[QUOTE=Hermein;8250372]
I think my horse is a mental basket case because of the way he was treated. I think that some horses could survive such a poor start and be okay. This one couldn’t. What happened to him–and I suspect I don’t know the half of it–terrified him. When he first came, he would try to kick me through the rails of his fence when I brought him hay—people were his enemy.
I don’t see horses as some commodity that you use up then discard when there’s a injury–especially when you caused the injury in the first place. I put those people who ruined this horse in the same category as the asshat “trophy hunter” who killed* the Cecil the lion. Kimmel had it right–re: killing or brutalizing an animal is what some guys need to feel like “real” men.
*But he merely injured the lion–who reportedly was tracked for 40 HOURS before one of the great white trash hunters finally finished him off.
You might be right about there being good and bad stock contractors–otoh, what’s good about abusing horses and calling it sport?[/QUOTE]
I started a wonderful three year old puppy dog personality colt.
He was big and came from lines that had strong personalities, you didn’t push them around, but if you explained things to them, they were the point and shoot kind of horse, get on and show them what you want, no rankness in there at all would show up.
I had ten rides on him, had been out in the canyons, when this neighbor came by one morning as I was just messing with the colt in the yard, bareback and with a halter.
He wanted him, we sold him and told him he had only ten rides, maybe get someone to ride him more before he went on with him, he was an older fellow and not a trainer.
Well, next we hear, the horse is in a pen of another neighbor, the horse is attacking people that even come close to the fence!
We run over and call him, he comes over and is the same puppy dog, but has a big wire cut on his nose and a huge hock.
We later found out, he had a feedlot cowboy ride the colt for him, he fought him, had a wire beartrap on his head that is what cut his face and the horse finally had enough of rough treatment and attacked him.
The neighbor that had him was going to try to get him over it and felt much better when he saw the colt was fine with us, said he had his wife on the fence with a 2x4 when he tried to go in there to protect him if the colt attacked him!

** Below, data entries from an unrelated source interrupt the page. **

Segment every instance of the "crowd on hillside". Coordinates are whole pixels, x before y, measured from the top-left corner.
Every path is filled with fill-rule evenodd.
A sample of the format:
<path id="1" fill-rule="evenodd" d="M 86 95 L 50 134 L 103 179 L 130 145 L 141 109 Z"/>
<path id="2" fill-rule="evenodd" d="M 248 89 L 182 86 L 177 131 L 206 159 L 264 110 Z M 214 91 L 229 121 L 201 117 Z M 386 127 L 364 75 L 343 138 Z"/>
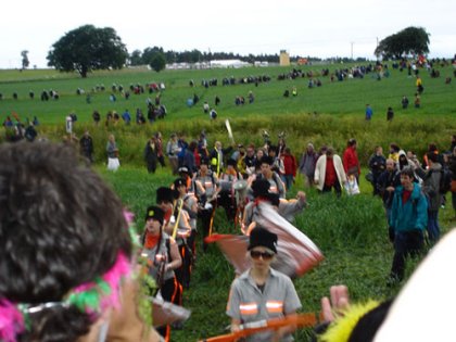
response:
<path id="1" fill-rule="evenodd" d="M 116 101 L 115 97 L 110 101 Z M 155 101 L 148 101 L 151 117 L 144 118 L 138 110 L 136 123 L 153 122 L 162 105 L 159 93 Z M 93 114 L 99 124 L 101 115 Z M 224 250 L 237 271 L 226 311 L 232 334 L 264 319 L 288 318 L 288 325 L 248 341 L 292 341 L 297 327 L 293 317 L 302 305 L 291 279 L 322 258 L 318 248 L 293 226 L 295 216 L 307 208 L 303 190 L 312 187 L 321 195 L 341 198 L 360 192 L 360 177 L 371 183 L 372 194 L 383 202 L 394 246 L 391 273 L 385 275 L 388 286 L 403 281 L 408 256 L 421 256 L 426 245 L 433 248 L 440 240 L 439 211 L 448 205 L 448 192 L 456 219 L 456 136 L 448 149 L 429 143 L 422 156 L 413 152 L 416 147 L 392 142 L 385 154 L 377 147 L 364 175 L 357 155 L 360 142 L 354 138 L 339 153 L 312 142 L 305 151 L 291 151 L 283 132 L 275 143 L 264 131 L 262 145 L 224 145 L 221 141 L 211 143 L 205 131 L 189 142 L 182 134 L 164 138 L 157 131 L 141 151 L 144 164 L 151 174 L 161 166 L 176 178 L 161 185 L 151 200 L 154 203 L 142 208 L 143 230 L 137 237 L 137 231 L 127 230 L 129 213 L 87 167 L 93 162 L 93 141 L 88 130 L 80 139 L 74 135 L 76 114 L 66 118 L 67 136 L 61 145 L 35 141 L 36 131 L 21 132 L 25 125 L 14 118 L 16 124 L 11 117 L 4 124 L 20 131 L 14 134 L 20 138 L 11 140 L 25 137 L 30 143 L 0 147 L 0 266 L 5 276 L 0 289 L 2 341 L 170 341 L 172 329 L 181 328 L 180 320 L 156 324 L 159 337 L 139 317 L 136 258 L 143 261 L 142 273 L 154 280 L 155 287 L 148 282 L 154 300 L 182 306 L 183 291 L 194 286 L 197 244 L 206 253 L 210 243 L 223 242 L 213 229 L 217 210 L 225 211 L 227 220 L 238 228 L 237 235 L 229 236 L 233 254 Z M 126 125 L 132 122 L 128 111 L 122 115 L 112 112 L 105 125 L 121 119 Z M 34 128 L 38 124 L 36 118 L 26 125 Z M 86 159 L 84 166 L 75 151 Z M 111 134 L 105 144 L 107 169 L 122 167 L 119 151 L 122 145 Z M 304 189 L 293 189 L 296 177 L 303 177 Z M 338 295 L 347 300 L 345 292 Z M 324 303 L 328 308 L 328 301 Z M 381 308 L 384 318 L 390 304 L 376 304 L 369 311 Z M 333 318 L 328 317 L 329 325 Z"/>
<path id="2" fill-rule="evenodd" d="M 155 172 L 159 163 L 162 167 L 168 164 L 178 177 L 156 194 L 156 204 L 164 212 L 163 230 L 173 236 L 177 229 L 181 259 L 176 267 L 176 281 L 170 281 L 168 286 L 173 283 L 173 288 L 166 290 L 166 293 L 178 290 L 179 295 L 167 300 L 181 304 L 181 292 L 190 286 L 197 231 L 205 250 L 217 207 L 244 235 L 250 235 L 261 215 L 261 203 L 270 204 L 293 223 L 306 206 L 303 191 L 297 191 L 297 200 L 288 199 L 297 175 L 304 178 L 305 187 L 315 187 L 321 193 L 333 191 L 337 197 L 359 193 L 362 169 L 355 139 L 347 141 L 341 155 L 331 147 L 317 150 L 309 142 L 296 159 L 283 134 L 276 144 L 266 131 L 264 138 L 261 147 L 253 143 L 224 147 L 216 141 L 210 148 L 204 131 L 190 143 L 183 135 L 176 134 L 163 141 L 160 132 L 148 141 L 144 149 L 148 170 Z M 383 201 L 395 250 L 388 278 L 388 284 L 394 286 L 404 278 L 407 255 L 420 254 L 426 244 L 433 245 L 440 239 L 439 210 L 447 205 L 446 192 L 452 193 L 456 218 L 456 136 L 443 153 L 430 143 L 419 161 L 413 151 L 404 151 L 395 143 L 390 144 L 387 155 L 382 147 L 377 147 L 368 167 L 365 177 L 372 185 L 373 195 Z M 173 194 L 173 190 L 178 191 Z"/>
<path id="3" fill-rule="evenodd" d="M 166 151 L 173 151 L 173 139 Z M 197 151 L 201 152 L 193 154 L 198 154 L 194 165 L 177 155 L 176 169 L 173 168 L 177 178 L 172 185 L 157 188 L 155 204 L 144 208 L 144 230 L 139 239 L 135 238 L 135 230 L 127 230 L 130 214 L 87 163 L 79 163 L 75 149 L 46 141 L 0 147 L 0 199 L 4 208 L 0 215 L 0 263 L 8 275 L 0 290 L 1 340 L 28 341 L 39 337 L 62 342 L 170 341 L 172 328 L 180 329 L 185 317 L 176 307 L 182 305 L 182 291 L 192 286 L 197 240 L 201 236 L 205 252 L 208 243 L 226 239 L 213 233 L 218 206 L 242 231 L 226 236 L 229 240 L 224 248 L 237 270 L 226 311 L 230 337 L 243 337 L 263 321 L 265 329 L 255 328 L 249 341 L 292 341 L 291 333 L 297 327 L 316 322 L 315 316 L 296 314 L 302 304 L 291 279 L 317 265 L 322 256 L 293 226 L 294 216 L 306 207 L 305 193 L 297 191 L 297 199 L 287 200 L 287 191 L 300 172 L 307 186 L 316 186 L 321 193 L 333 188 L 340 195 L 344 182 L 362 175 L 356 140 L 347 141 L 342 157 L 330 147 L 317 153 L 308 143 L 297 163 L 283 136 L 276 145 L 266 140 L 259 148 L 249 144 L 245 150 L 242 145 L 224 149 L 218 141 L 208 149 L 205 135 L 200 139 Z M 392 143 L 388 157 L 378 147 L 369 162 L 368 178 L 373 194 L 384 201 L 394 243 L 389 284 L 403 279 L 406 257 L 421 255 L 425 239 L 433 245 L 440 238 L 438 211 L 445 203 L 442 179 L 451 175 L 445 168 L 456 167 L 456 136 L 452 137 L 451 150 L 452 153 L 441 153 L 430 144 L 418 161 L 413 152 L 404 152 Z M 110 159 L 117 157 L 113 136 L 106 152 Z M 170 152 L 169 163 L 176 163 L 170 161 L 173 156 Z M 291 174 L 287 173 L 287 165 L 291 166 Z M 454 181 L 449 188 L 453 202 Z M 449 240 L 445 238 L 443 244 L 435 246 L 431 261 L 435 253 L 441 262 L 442 255 L 447 255 L 441 253 L 442 245 L 445 251 L 452 246 L 454 235 L 449 236 Z M 147 329 L 138 311 L 138 279 L 143 279 L 135 276 L 138 256 L 143 261 L 141 274 L 154 279 L 155 286 L 150 281 L 144 284 L 154 295 L 156 331 Z M 433 266 L 430 276 L 429 267 L 425 268 L 425 277 L 420 267 L 416 276 L 420 281 L 406 289 L 446 279 L 447 273 L 438 269 Z M 446 280 L 442 283 L 446 284 Z M 397 305 L 403 300 L 400 296 Z M 322 334 L 321 341 L 338 341 L 341 332 L 337 327 L 341 322 L 335 317 L 341 308 L 346 313 L 350 305 L 346 288 L 331 288 L 331 302 L 321 302 L 324 324 L 315 329 L 317 335 Z M 404 306 L 397 308 L 392 303 L 356 306 L 357 318 L 351 325 L 354 329 L 346 333 L 359 337 L 359 341 L 371 341 L 390 313 L 401 313 Z M 434 301 L 431 306 L 441 305 Z M 366 325 L 370 328 L 365 329 Z M 383 325 L 381 333 L 390 333 L 390 325 L 393 324 Z M 447 333 L 445 329 L 443 335 Z"/>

We tried to buy him back, but no way, the older rancher would not, said he would first try to rehab him himself and we had to stay out of that.
We didn’t hear anything more for some months, then we had a call from someone hundreds of miles South of here, that had bought the colt thru a sale and asked us if we had more like him, he was such a wonderful horse for them, even his wife and kids were riding him on their ranch, wonderful disposition for such a young horse.
The point of my story, you can assume all you want about who did what to your horse, but if you don’t really have the rest of the story, try not to blame a whole group of people because you assume “they” abuse horses, because yours came with problems, when you really don’t know what happened.